THE British government's efforts to promote family values is exposing deep disagreements between senior ministers and grass-roots activists over what constitutes moral conduct on the part of politicians.
Senior officials of the ruling Conservative Party are calling on Prime Minister John Major to spell out in detail what he meant last October when he urged Britain to ``go back to basics'' in political policy and personal conduct.
Mr. Major, whose popularity measured by opinion polls remains low, is being accused by Labour Party opponents of allowing double standards to prevail at high policymaking levels, with ministers demanding more stringent moral standards from citizens than from elected politicians.
The controversy, which a weekend public opinion poll suggested is sharply dividing Conservatives, was sparked by the revelation that Tim Yeo, the environment minister, fathered a child out of wedlock last year.
Mr.

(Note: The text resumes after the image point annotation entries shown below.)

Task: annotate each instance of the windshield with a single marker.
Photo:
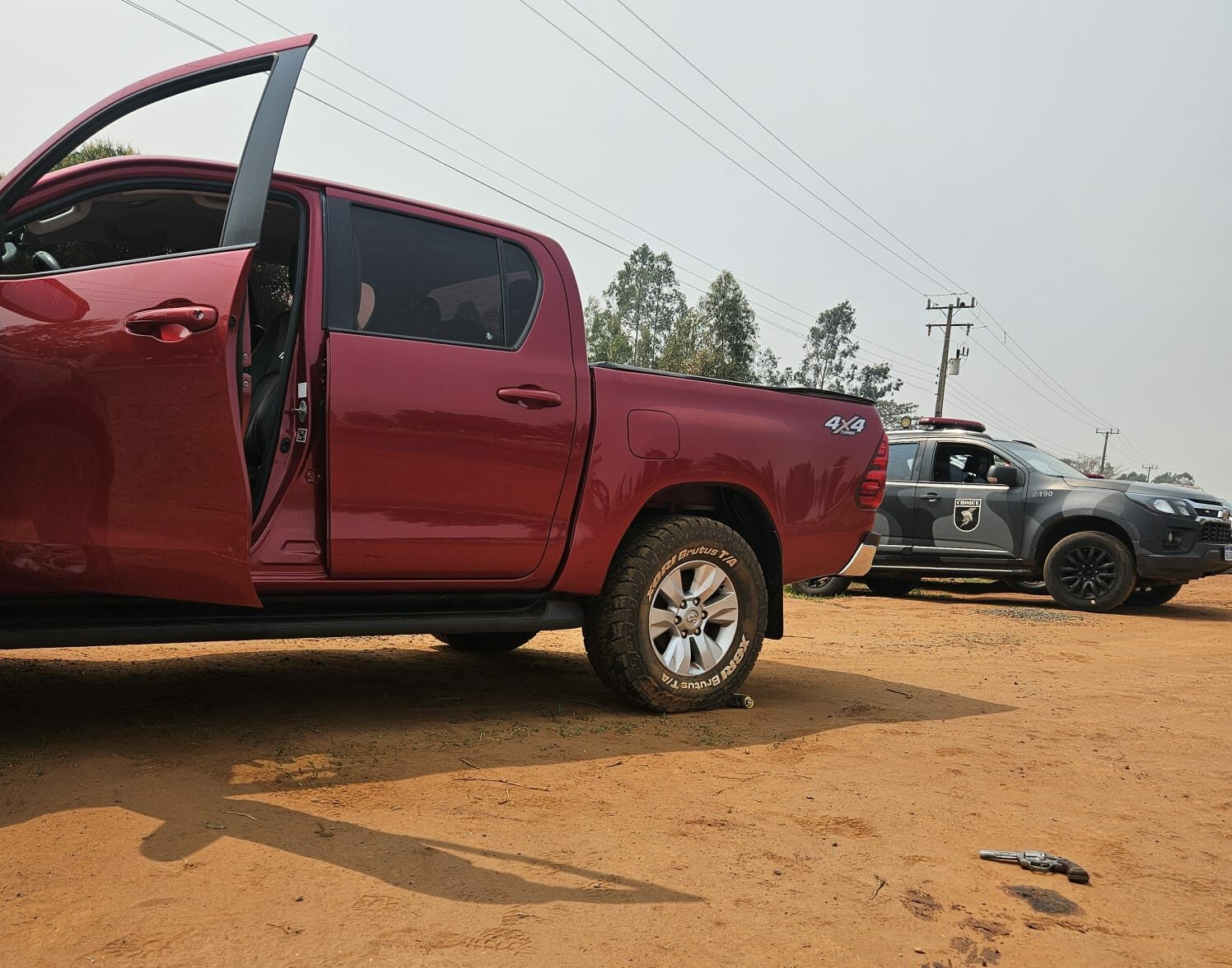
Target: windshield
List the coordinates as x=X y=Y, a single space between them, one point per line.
x=1043 y=462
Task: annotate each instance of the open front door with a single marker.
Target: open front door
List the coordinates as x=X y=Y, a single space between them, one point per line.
x=121 y=459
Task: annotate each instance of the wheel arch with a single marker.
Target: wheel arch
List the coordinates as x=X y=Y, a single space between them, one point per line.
x=742 y=511
x=1066 y=526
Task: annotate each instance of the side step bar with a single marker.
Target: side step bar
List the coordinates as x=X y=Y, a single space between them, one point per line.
x=34 y=625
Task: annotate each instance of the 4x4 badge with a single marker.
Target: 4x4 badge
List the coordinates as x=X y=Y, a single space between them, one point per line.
x=966 y=513
x=847 y=427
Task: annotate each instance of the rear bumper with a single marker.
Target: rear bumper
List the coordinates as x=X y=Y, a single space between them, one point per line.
x=1204 y=560
x=862 y=558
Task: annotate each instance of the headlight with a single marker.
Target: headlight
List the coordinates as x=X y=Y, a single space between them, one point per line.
x=1165 y=505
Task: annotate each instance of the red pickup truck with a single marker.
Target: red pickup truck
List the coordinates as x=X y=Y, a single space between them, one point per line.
x=244 y=404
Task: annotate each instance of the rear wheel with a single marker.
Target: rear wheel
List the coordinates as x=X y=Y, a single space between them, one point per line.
x=1152 y=596
x=1090 y=571
x=682 y=616
x=822 y=588
x=891 y=588
x=486 y=640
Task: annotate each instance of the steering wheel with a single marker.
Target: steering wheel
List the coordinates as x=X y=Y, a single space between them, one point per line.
x=46 y=261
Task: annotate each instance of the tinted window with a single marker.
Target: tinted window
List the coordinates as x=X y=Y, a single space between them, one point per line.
x=902 y=461
x=119 y=227
x=141 y=223
x=521 y=290
x=963 y=463
x=424 y=280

Yeo, who has made disparaging statements about unmarried mothers and single-parent families in the past, was forced to resign as a minister last week when his local parliamentary constituency withdrew its support. Earlier, Major had indicated that he wanted Yeo to remain in the government.
Conservative Party chairman Sir Norman Fowler and Foreign Minister Douglas Hurd both publicly backed Yeo in his contention that his private life was his own business, and not a matter for public debate.
But amid a week-long barrage of media publicity, Conservative Party officials in Yeo's South Suffolk constituency took the opposite view. Most of the South Suffolk party officials who attacked the ex-minister on moral grounds are women.
On Jan. 5, Major accepted the minister's resignation. Peter Hennessy, a contemporary historian at London University, says it is ``the only case in this century of party officials at local level forcing a prime minister to get rid of a government minister.''
Pressure on Major to clarify his own stance intensified yesterday when Yeo admitted that he had fathered another child outside marriage when he was 22.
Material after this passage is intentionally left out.